Onagraceae tribe Epilobieae
Fl. Poson., 366. 1830.
Herbs, annual or perennial, sometimes suffrutescent. Leaves opposite at least near base or throughout, alternate distally, or sometimes alternate throughout; stipules absent. Flowers actinomorphic or slightly zygomorphic, 4-merous; sepals erect or spreading; stamens 2 times as many as sepals; pollen shed in tetrads or monads. Fruit a slender, cylindrical, loculicidal capsule. Seeds (1 or) many per locule, with tuft of hairs (coma) at chalazal end, sometimes without coma.
North America, Mexico, West Indies, Central America, South America, Eurasia, Africa, Atlantic Islands, Australasia, introduced in Pacific Islands.

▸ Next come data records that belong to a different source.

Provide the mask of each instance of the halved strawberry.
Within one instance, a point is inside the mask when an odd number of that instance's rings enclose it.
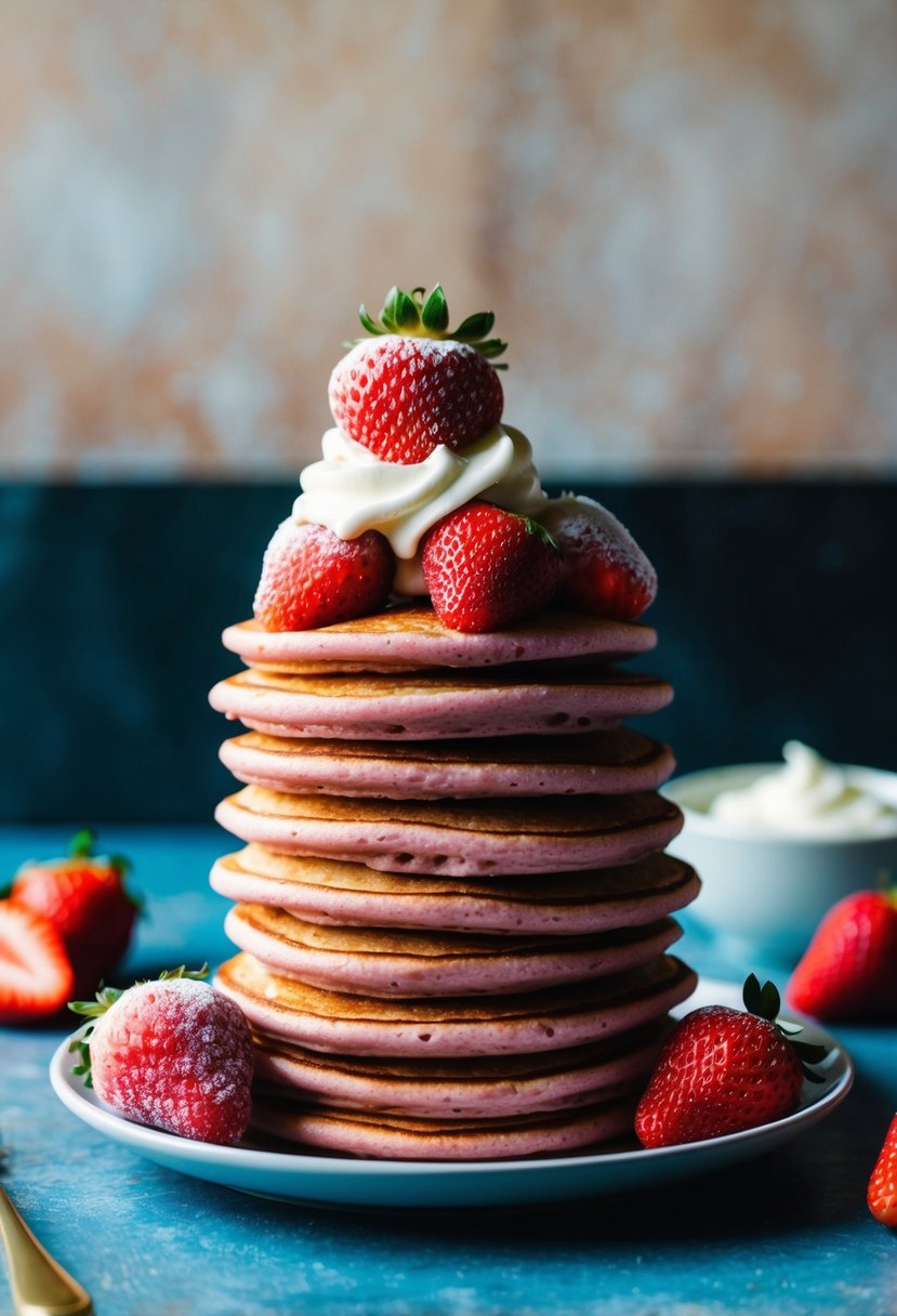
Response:
[[[50,920],[17,900],[0,900],[0,1024],[55,1015],[72,983],[66,948]]]
[[[501,420],[504,393],[491,365],[505,343],[487,338],[492,312],[448,329],[439,284],[392,288],[377,324],[360,308],[363,338],[330,376],[330,411],[345,434],[384,462],[425,461],[445,443],[458,451]],[[379,336],[385,337],[379,337]]]
[[[262,563],[253,612],[266,630],[310,630],[379,612],[396,559],[377,530],[341,540],[324,525],[283,521]]]
[[[452,630],[497,630],[538,612],[560,574],[558,545],[530,517],[473,500],[427,532],[424,579],[439,620]]]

Genera 2, species 173 (2 genera, 43 species in the flora).
Epilobium and its close relatives have been recognized historically either as part of Onagreae (A. P. de Candolle 1828b), sometimes as a subtribe (É. Spach 1834–1848, vol. 4; J. Torrey and A. Gray 1838–1843, vol. 1), or as the distinct Epilobieae (R. Raimann 1893; P. A. Munz 1965; P. H. Raven 1976). The synapomorphies for Epilobieae as currently delimited include its highly condensed, heteropycnotic chromosomes with a base chromosome number of x = 18, sepals held erect or spreading (not reflexed) throughout anthesis, and the presence of a coma of hairs on the seeds (secondarily lost in some species). Molecular support for the tribe is strong (97–100% BOOTSTRAP support; D. A. Baum et al. 1994; R. A. Levin et al. 2004).

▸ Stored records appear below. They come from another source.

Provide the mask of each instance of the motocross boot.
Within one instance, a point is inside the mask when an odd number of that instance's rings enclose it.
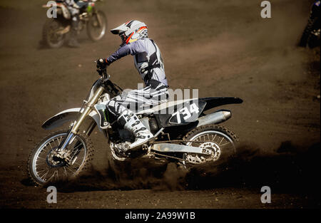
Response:
[[[78,36],[78,21],[73,20],[71,22],[71,30],[70,38],[68,41],[68,46],[71,48],[78,48],[80,47],[79,43],[77,40]]]
[[[136,138],[135,142],[131,143],[127,150],[139,148],[153,137],[138,118],[129,110],[123,111],[118,118],[118,121],[121,125],[123,125],[124,129],[132,133]]]

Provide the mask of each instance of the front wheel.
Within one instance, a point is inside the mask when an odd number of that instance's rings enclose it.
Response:
[[[36,185],[73,179],[88,165],[93,147],[89,138],[83,134],[76,135],[66,147],[71,152],[71,163],[55,159],[55,152],[67,135],[68,131],[51,134],[43,139],[30,154],[28,172]]]
[[[93,14],[87,24],[87,34],[93,41],[101,40],[107,28],[107,19],[101,11]]]
[[[183,140],[194,141],[187,142],[186,145],[210,150],[210,154],[206,155],[184,154],[183,158],[186,160],[184,165],[189,167],[194,165],[217,162],[232,157],[236,152],[238,138],[227,128],[218,125],[206,125],[188,133]]]

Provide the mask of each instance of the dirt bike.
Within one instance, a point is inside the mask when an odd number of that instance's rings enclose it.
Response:
[[[314,48],[320,46],[320,1],[315,1],[310,9],[309,20],[305,28],[299,46]]]
[[[71,15],[63,1],[56,2],[56,18],[48,19],[42,31],[42,43],[50,48],[60,48],[68,38],[71,28]],[[97,0],[88,1],[88,6],[80,9],[79,23],[77,32],[80,33],[85,28],[88,37],[93,41],[101,40],[107,28],[105,14],[98,10],[95,4]],[[51,8],[51,5],[44,5],[44,8]]]
[[[123,152],[121,147],[130,145],[135,137],[121,127],[117,117],[106,108],[110,99],[123,91],[110,80],[106,68],[97,71],[101,77],[81,108],[63,110],[42,125],[43,128],[52,130],[70,123],[68,129],[41,140],[30,154],[29,175],[34,183],[42,185],[78,176],[91,160],[94,148],[89,136],[96,127],[104,135],[116,163],[147,158],[154,159],[156,163],[175,162],[190,169],[235,153],[238,138],[217,125],[231,117],[230,110],[205,113],[217,106],[243,103],[233,97],[172,100],[133,110],[153,138],[139,148]]]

Endlicher established Epilobieae and included Oenothera within it; it is unclear how or whether his concept differed from Onagreae of A. P. de Candolle (1828b). É. Spach (1834–1848, vol. 4) recognized these genera as Onagreae and differentiated so-called sect. Oenotherinae from sect. Epilobieae, placing in the latter not only Epilobium and related groups, but also Clarkia and its segregates. J. Torrey and A. Gray (1840) excluded Clarkia from their Epilobiinae and also excluded Boisduvalia, a delimitation also followed by R. Raimann (1893) for his Epilobieae. Epilobieae did not assume its current delimitation, including only Epilobium and its close relatives, until the works of P. A. Munz (1941) and P. H. Raven (1964).
G. L. Stebbins (1971) and P. H. Raven (1976) considered the diverse chromosome numbers in Epilobieae and proposed that the species of Boisduvalia (now a section of Epilobium) with n = 9 or 10 represented the original base chromosome number for the tribe, and that these numbers were derived from x = 11 which is found in Circaeeae, Gongylocarpeae, and Lopezieae (W. L. Wagner et al. 2007). They proposed a series of aneuploid reductions from n = 9 or 10 to n = 6, followed by polyploidy to produce the array of numbers in Epilobium (n = 12, 13, 15, 16, 18, 30) and Boisduvalia (n = 9, 10, 15, 19). D. A. Baum et al. (1994) demonstrated that molecular data did not support that hypothesis and found that a monophyletic Chamaenerion (n = 18, 36, 54) forms a strongly distinct sister branch to Epilobium, within which sect. Epilobium (n = 18) is monophyletic and sister to the rest of Epilobium, including the former segregates Boisduvalia and Zauschneria. The data from Baum et al. suggested that Epilobieae are primitively polyploid, with numbers based on x = 18, which is unique in the family. Using comparable sampling and some additional genes, R. A. Levin et al. (2004) found strong support for the phylogeny proposed by Baum et al.